Science fiction films in the 21st century fall into two distinct camps, with the "popcorn movie" up front and center. Chock full of CGI car chases, explosions and a narrative always set in the "near future". This is done in part to conveniently product place, market new gadgets and a hip-hopish soundtrack for an audience of people under 30. Pulling up the rear are high-minded SF films where no one in the audience is under 30, hopefully a significant amount of narrative exposition and no one eats popcorn. Its an "LSD movie" like "2001" where little is said, right?
Well "Inception" falls into the latter category and consumption of psychedelics will only spoil the fun. And people do talk. Written, produced, and directed by Christopher Nolan (The Dark Knight and the excellent Memento). The story centers on Dom Cobb (Leonardo DiCaprio), a thief who enters the dreams of others to obtain information that is otherwise inaccessible. Cobb's abilities have cost him his family and nationality, but a chance at redemption as well as regaining his old life is promised when Cobb and his team of specialists are hired to plant an idea in a target's subconscious. "Inception" refers to the task of planting an idea rather than stealing one, a concept that Cobb is less acquainted with.

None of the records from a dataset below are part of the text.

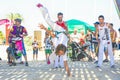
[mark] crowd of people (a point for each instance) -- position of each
(93, 44)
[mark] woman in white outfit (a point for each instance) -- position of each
(62, 37)
(104, 39)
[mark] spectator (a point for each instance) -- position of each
(35, 49)
(75, 37)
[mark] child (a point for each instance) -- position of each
(62, 37)
(59, 59)
(48, 45)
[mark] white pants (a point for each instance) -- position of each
(59, 61)
(62, 38)
(101, 52)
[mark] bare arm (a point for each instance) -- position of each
(44, 28)
(67, 68)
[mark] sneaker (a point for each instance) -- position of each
(113, 66)
(95, 62)
(97, 66)
(106, 60)
(21, 62)
(39, 5)
(12, 64)
(26, 64)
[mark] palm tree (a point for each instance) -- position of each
(13, 16)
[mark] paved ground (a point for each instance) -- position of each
(39, 70)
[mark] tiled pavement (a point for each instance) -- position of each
(39, 70)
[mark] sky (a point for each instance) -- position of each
(84, 10)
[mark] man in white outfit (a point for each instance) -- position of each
(62, 37)
(104, 39)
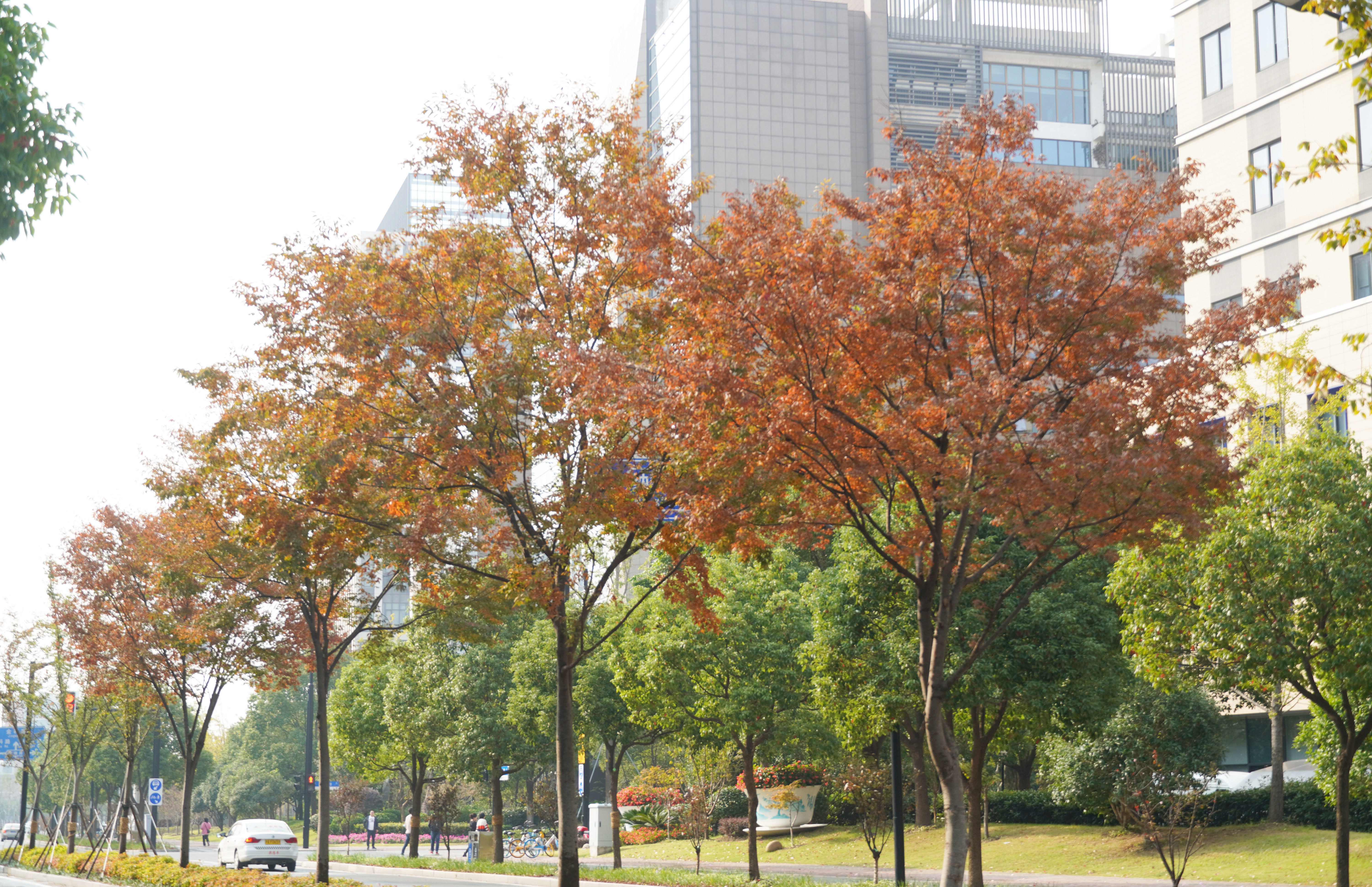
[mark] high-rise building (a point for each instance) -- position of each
(805, 90)
(1255, 81)
(419, 194)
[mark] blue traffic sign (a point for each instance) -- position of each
(10, 746)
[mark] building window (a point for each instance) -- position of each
(1327, 416)
(1058, 95)
(1271, 27)
(1267, 190)
(1271, 424)
(1218, 53)
(1366, 128)
(1362, 276)
(1061, 153)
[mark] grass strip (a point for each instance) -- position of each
(655, 877)
(156, 871)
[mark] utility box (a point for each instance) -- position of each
(603, 829)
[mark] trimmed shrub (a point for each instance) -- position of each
(731, 803)
(779, 775)
(639, 796)
(1303, 804)
(733, 827)
(161, 871)
(643, 837)
(1038, 808)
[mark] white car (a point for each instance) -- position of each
(259, 842)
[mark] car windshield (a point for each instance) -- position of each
(267, 826)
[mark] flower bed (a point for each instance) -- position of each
(637, 797)
(780, 775)
(161, 871)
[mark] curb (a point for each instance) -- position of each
(523, 881)
(45, 878)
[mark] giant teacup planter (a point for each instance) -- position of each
(802, 779)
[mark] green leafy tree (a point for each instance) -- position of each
(36, 147)
(488, 741)
(865, 656)
(1156, 744)
(743, 685)
(396, 711)
(1278, 589)
(272, 733)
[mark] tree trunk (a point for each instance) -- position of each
(914, 737)
(126, 792)
(569, 864)
(1344, 766)
(613, 790)
(751, 788)
(322, 718)
(497, 823)
(1278, 799)
(418, 767)
(943, 748)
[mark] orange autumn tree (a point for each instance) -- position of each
(271, 484)
(467, 375)
(989, 371)
(142, 606)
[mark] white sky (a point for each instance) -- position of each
(212, 132)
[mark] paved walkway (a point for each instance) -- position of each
(357, 867)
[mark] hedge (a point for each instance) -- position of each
(161, 871)
(1038, 808)
(1303, 804)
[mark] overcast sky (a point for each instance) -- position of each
(212, 132)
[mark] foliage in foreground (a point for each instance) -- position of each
(161, 871)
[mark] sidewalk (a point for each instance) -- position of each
(840, 874)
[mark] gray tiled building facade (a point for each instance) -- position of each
(803, 90)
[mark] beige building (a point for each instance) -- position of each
(1253, 81)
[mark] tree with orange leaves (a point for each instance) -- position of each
(470, 372)
(989, 368)
(141, 605)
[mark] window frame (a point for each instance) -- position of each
(1360, 261)
(1275, 190)
(1225, 53)
(1364, 149)
(1281, 37)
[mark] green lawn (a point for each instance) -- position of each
(1293, 855)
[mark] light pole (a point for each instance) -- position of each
(898, 808)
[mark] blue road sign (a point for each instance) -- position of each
(13, 749)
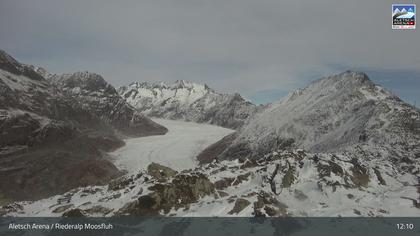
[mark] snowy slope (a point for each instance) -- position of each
(305, 185)
(340, 113)
(177, 149)
(188, 101)
(101, 98)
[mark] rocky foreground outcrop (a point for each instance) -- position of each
(102, 99)
(284, 183)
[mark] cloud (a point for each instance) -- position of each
(245, 46)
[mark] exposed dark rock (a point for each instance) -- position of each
(210, 153)
(103, 100)
(160, 172)
(240, 204)
(61, 209)
(75, 213)
(182, 191)
(98, 210)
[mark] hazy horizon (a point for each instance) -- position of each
(263, 50)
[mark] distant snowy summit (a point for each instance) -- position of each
(184, 100)
(343, 113)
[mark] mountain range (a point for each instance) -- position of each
(188, 101)
(51, 139)
(342, 146)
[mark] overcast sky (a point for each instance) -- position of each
(260, 48)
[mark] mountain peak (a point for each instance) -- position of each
(8, 63)
(84, 80)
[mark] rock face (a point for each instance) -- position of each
(103, 100)
(182, 191)
(189, 101)
(344, 113)
(48, 142)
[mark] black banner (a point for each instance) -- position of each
(203, 226)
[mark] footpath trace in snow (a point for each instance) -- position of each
(177, 149)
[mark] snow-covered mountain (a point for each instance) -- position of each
(52, 141)
(284, 183)
(102, 99)
(188, 101)
(338, 114)
(343, 146)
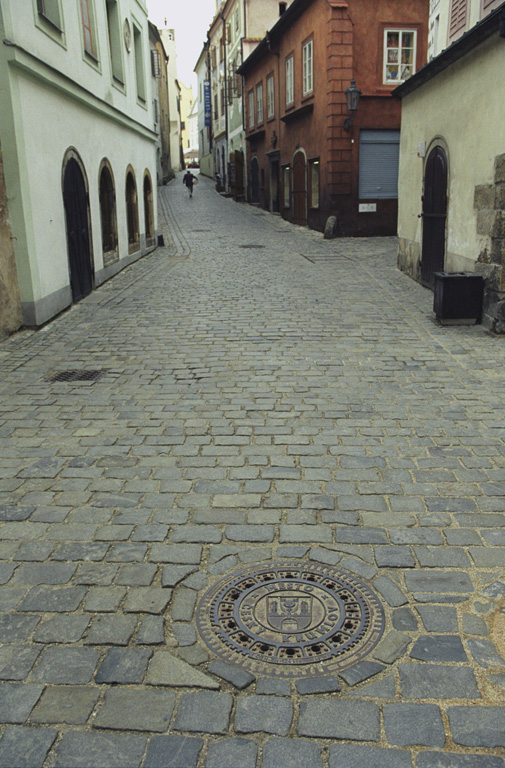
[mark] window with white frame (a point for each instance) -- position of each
(286, 189)
(314, 182)
(259, 103)
(290, 86)
(115, 40)
(50, 11)
(270, 96)
(308, 67)
(399, 54)
(88, 28)
(250, 103)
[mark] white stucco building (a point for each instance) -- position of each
(452, 153)
(76, 122)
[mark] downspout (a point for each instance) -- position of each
(225, 169)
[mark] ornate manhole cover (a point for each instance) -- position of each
(290, 618)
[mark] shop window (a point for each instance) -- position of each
(399, 54)
(378, 164)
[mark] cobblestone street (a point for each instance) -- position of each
(256, 395)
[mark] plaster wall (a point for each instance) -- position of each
(66, 54)
(435, 114)
(10, 300)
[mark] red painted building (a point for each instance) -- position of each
(306, 159)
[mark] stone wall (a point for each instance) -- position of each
(10, 302)
(489, 202)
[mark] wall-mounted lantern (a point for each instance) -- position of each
(352, 95)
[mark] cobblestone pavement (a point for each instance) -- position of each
(265, 395)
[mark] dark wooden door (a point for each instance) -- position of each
(75, 200)
(434, 216)
(274, 185)
(299, 189)
(255, 181)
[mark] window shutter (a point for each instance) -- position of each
(457, 19)
(378, 164)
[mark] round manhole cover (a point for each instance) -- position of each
(290, 619)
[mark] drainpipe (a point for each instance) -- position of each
(225, 169)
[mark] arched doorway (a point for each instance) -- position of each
(132, 213)
(148, 210)
(75, 200)
(255, 181)
(434, 215)
(108, 213)
(299, 189)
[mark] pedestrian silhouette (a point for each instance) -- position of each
(189, 180)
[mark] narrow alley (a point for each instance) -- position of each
(242, 441)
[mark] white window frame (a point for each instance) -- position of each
(396, 80)
(250, 104)
(259, 103)
(308, 67)
(290, 80)
(88, 28)
(270, 97)
(314, 182)
(286, 186)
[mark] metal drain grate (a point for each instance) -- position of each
(77, 375)
(291, 619)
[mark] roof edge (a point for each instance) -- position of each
(494, 22)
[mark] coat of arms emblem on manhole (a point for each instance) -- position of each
(291, 618)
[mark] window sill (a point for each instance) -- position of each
(50, 23)
(307, 109)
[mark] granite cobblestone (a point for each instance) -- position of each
(256, 405)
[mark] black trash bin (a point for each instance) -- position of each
(458, 297)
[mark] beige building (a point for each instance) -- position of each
(10, 300)
(452, 161)
(186, 106)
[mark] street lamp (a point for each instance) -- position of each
(352, 95)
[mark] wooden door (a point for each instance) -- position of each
(75, 200)
(434, 216)
(255, 181)
(299, 190)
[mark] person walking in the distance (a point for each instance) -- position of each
(189, 180)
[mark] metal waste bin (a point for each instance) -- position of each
(458, 297)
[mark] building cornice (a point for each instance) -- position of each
(52, 78)
(478, 34)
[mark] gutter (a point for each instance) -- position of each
(493, 23)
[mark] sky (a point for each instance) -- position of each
(190, 19)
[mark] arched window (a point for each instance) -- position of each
(108, 214)
(148, 210)
(132, 212)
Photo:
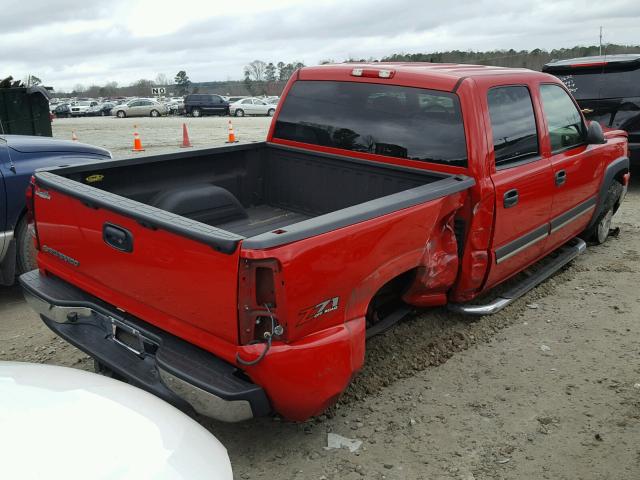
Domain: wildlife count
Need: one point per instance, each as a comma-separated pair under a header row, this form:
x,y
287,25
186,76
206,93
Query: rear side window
x,y
566,129
402,122
593,84
513,124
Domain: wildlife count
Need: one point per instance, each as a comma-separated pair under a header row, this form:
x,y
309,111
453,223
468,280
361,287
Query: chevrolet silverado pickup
x,y
20,156
245,279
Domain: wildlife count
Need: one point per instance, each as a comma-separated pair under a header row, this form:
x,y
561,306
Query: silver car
x,y
251,106
140,107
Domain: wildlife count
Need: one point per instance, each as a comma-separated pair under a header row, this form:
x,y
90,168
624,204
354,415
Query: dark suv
x,y
198,104
607,89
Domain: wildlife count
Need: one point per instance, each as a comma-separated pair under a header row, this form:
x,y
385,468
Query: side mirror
x,y
594,134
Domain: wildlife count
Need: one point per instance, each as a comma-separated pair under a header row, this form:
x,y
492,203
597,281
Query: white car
x,y
139,107
60,423
251,106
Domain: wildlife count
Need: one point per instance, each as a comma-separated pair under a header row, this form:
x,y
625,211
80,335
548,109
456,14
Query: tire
x,y
599,232
25,250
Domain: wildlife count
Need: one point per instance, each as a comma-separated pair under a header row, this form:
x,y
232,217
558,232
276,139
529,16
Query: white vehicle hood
x,y
62,423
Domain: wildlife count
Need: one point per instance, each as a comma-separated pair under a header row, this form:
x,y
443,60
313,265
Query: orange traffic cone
x,y
232,136
185,137
137,143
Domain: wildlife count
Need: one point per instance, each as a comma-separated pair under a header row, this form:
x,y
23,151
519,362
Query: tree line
x,y
269,78
532,59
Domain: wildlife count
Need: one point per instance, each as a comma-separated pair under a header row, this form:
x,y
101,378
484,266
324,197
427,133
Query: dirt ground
x,y
158,135
548,388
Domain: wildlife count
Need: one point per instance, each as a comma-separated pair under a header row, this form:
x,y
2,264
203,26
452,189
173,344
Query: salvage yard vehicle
x,y
79,109
44,409
607,88
101,110
20,156
252,106
245,279
199,104
139,107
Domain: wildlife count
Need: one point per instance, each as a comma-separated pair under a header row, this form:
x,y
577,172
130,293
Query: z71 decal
x,y
311,313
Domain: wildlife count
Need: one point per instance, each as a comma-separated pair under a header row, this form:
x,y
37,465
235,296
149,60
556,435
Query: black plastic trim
x,y
613,169
362,212
573,214
221,240
520,243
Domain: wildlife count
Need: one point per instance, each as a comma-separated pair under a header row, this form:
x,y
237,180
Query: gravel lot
x,y
158,135
548,388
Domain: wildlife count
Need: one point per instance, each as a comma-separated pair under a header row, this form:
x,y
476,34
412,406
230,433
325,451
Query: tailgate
x,y
175,273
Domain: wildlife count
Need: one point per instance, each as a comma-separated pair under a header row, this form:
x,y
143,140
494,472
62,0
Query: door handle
x,y
510,198
117,237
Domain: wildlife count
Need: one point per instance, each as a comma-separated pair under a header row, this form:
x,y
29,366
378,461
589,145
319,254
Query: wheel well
x,y
18,220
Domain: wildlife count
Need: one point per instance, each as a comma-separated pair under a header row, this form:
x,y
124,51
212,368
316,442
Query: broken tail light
x,y
259,300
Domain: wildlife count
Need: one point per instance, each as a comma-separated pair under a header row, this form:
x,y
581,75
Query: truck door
x,y
522,179
577,167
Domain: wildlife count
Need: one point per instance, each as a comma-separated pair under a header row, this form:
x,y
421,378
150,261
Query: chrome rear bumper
x,y
147,357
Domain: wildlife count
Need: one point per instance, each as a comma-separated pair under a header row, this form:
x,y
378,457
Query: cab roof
x,y
621,60
441,76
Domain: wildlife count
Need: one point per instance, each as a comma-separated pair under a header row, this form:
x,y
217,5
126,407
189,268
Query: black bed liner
x,y
286,193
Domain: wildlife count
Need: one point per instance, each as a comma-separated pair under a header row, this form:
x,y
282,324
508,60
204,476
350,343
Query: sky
x,y
68,42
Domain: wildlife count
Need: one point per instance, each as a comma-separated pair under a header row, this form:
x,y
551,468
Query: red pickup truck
x,y
245,279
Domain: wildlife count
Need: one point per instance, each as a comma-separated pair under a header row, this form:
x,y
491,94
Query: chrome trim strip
x,y
575,217
571,250
5,240
513,248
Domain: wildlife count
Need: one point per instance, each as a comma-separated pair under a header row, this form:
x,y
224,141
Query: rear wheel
x,y
599,232
26,251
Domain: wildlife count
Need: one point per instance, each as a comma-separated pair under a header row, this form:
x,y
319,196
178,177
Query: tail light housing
x,y
260,296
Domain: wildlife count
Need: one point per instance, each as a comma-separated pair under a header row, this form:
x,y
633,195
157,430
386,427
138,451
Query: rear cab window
x,y
593,83
566,128
513,125
390,120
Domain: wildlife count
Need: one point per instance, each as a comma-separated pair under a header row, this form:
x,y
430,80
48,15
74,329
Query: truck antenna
x,y
600,39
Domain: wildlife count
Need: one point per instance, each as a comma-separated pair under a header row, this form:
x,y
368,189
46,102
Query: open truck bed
x,y
250,192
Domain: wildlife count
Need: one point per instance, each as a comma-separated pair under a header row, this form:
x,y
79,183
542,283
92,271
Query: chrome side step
x,y
565,254
389,321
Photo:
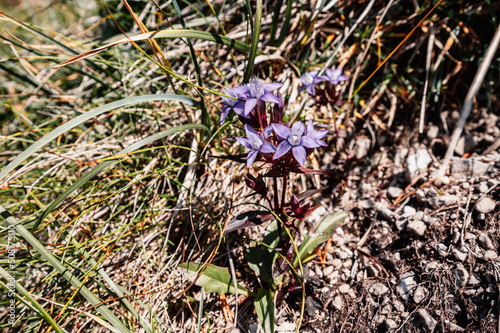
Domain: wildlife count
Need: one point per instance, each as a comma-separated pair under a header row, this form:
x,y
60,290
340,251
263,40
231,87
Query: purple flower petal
x,y
299,153
249,105
309,142
281,131
245,142
310,90
267,148
271,98
298,128
282,149
272,86
252,155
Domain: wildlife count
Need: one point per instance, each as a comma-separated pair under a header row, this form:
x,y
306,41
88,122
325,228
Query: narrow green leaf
x,y
264,306
324,230
90,174
83,118
64,271
255,41
214,279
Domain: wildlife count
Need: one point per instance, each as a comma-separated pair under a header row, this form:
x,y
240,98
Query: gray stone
x,y
485,205
485,242
443,200
417,163
378,289
460,256
425,320
407,283
419,294
416,227
394,192
463,168
490,255
461,276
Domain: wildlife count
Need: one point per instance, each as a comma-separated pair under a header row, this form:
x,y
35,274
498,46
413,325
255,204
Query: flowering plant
x,y
277,148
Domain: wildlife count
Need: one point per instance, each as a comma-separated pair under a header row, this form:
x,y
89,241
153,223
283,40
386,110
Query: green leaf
x,y
264,305
214,279
261,262
324,230
83,118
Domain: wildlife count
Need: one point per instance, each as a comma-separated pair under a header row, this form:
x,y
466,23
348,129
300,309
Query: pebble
x,y
419,294
490,255
460,256
394,192
485,242
461,276
443,200
378,289
485,205
483,187
416,163
338,303
426,320
344,289
416,227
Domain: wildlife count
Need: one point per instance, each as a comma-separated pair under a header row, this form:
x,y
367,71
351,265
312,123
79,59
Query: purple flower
x,y
256,143
293,139
258,91
335,76
316,135
309,80
233,104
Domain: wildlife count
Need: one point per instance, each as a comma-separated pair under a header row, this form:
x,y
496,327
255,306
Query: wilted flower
x,y
334,76
308,80
236,105
257,90
256,143
293,139
316,135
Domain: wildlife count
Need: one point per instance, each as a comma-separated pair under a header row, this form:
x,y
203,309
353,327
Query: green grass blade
x,y
29,301
255,41
172,34
86,177
64,271
81,119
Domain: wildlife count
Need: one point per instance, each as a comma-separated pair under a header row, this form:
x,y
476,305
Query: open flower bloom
x,y
334,76
236,105
293,139
308,80
316,135
258,91
256,143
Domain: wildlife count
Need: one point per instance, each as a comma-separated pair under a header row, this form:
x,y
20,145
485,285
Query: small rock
x,y
485,205
432,132
460,256
338,303
425,320
490,255
378,289
417,163
416,227
344,289
483,187
419,294
461,276
443,200
485,242
394,192
463,168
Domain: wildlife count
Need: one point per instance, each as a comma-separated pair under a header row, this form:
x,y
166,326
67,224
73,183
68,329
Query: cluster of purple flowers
x,y
271,141
311,79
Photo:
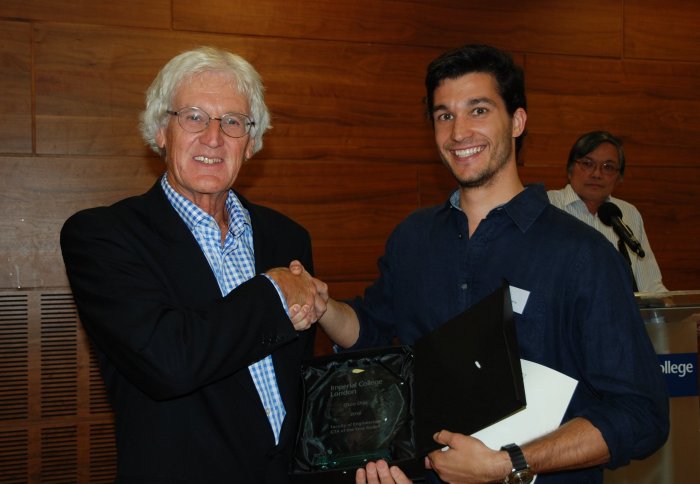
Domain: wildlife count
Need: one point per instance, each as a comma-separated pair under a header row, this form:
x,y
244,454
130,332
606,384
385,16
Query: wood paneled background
x,y
349,156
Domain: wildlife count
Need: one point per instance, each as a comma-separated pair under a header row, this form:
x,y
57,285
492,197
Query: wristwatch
x,y
521,473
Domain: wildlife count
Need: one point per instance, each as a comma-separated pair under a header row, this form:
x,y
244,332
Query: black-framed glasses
x,y
589,166
195,120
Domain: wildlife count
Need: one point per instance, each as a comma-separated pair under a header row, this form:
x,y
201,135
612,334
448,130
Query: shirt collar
x,y
523,209
570,197
192,215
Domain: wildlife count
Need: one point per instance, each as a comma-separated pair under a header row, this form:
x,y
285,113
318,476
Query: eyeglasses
x,y
589,166
195,120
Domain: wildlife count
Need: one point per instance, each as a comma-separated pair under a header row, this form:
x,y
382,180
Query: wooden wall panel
x,y
349,208
57,437
135,13
658,29
16,88
593,27
653,106
91,82
38,194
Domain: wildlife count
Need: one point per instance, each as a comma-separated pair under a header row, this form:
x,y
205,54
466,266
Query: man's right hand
x,y
305,296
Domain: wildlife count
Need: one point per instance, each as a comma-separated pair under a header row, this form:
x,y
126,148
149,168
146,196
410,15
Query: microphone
x,y
610,215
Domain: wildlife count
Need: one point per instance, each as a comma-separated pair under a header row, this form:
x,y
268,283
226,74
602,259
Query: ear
x,y
249,150
519,120
160,137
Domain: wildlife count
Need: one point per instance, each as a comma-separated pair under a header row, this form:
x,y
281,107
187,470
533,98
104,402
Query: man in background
x,y
596,165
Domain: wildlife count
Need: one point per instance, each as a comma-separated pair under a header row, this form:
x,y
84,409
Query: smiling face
x,y
203,166
595,187
473,130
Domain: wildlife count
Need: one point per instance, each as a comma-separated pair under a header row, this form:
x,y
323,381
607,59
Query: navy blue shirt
x,y
580,317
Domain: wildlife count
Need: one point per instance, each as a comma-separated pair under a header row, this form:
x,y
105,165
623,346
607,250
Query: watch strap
x,y
516,457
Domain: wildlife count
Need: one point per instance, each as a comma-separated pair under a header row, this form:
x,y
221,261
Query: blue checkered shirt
x,y
232,264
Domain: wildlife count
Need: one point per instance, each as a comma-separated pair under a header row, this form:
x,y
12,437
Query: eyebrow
x,y
470,102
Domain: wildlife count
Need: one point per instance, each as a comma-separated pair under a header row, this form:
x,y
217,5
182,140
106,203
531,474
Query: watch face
x,y
524,476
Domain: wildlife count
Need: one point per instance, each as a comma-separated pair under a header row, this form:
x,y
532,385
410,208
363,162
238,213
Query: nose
x,y
597,171
212,135
461,128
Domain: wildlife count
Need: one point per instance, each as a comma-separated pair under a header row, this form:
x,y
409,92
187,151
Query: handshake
x,y
306,296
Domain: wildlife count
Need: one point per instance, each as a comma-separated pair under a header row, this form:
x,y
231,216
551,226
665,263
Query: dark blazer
x,y
174,353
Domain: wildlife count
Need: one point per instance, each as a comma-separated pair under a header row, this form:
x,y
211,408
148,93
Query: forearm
x,y
340,323
576,444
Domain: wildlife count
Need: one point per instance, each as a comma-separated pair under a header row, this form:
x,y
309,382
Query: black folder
x,y
463,377
467,373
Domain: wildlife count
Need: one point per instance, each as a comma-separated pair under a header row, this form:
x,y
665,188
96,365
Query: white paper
x,y
548,393
518,299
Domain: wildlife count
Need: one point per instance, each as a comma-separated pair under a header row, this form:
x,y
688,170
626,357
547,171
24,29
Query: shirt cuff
x,y
279,293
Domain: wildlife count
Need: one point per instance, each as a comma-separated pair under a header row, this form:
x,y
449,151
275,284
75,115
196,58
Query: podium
x,y
671,321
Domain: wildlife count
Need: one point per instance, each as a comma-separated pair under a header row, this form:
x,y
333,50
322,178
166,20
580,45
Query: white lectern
x,y
671,320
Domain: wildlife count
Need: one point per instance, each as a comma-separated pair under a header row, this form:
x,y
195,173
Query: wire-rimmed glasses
x,y
195,120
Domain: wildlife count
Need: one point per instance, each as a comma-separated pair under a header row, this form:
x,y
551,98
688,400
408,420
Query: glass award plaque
x,y
357,409
387,403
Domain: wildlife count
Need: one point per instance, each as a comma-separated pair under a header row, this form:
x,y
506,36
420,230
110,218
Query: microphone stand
x,y
622,247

It was nice for a change to see a genre film wear brains on its sleeve. The film's multi-level dream-state approach may be a bit confounding if you aren't paying attention....something a steady diet of poor SF/action/horror films (and popcorn) we can lay partial blame on.
Christopher Nolan has put together a very good film. Sure there are holes if you look for them, but when you can marry state-of-the-art visuals, an intriguing story and a some character pathos into something that happens to make money, you have a winner.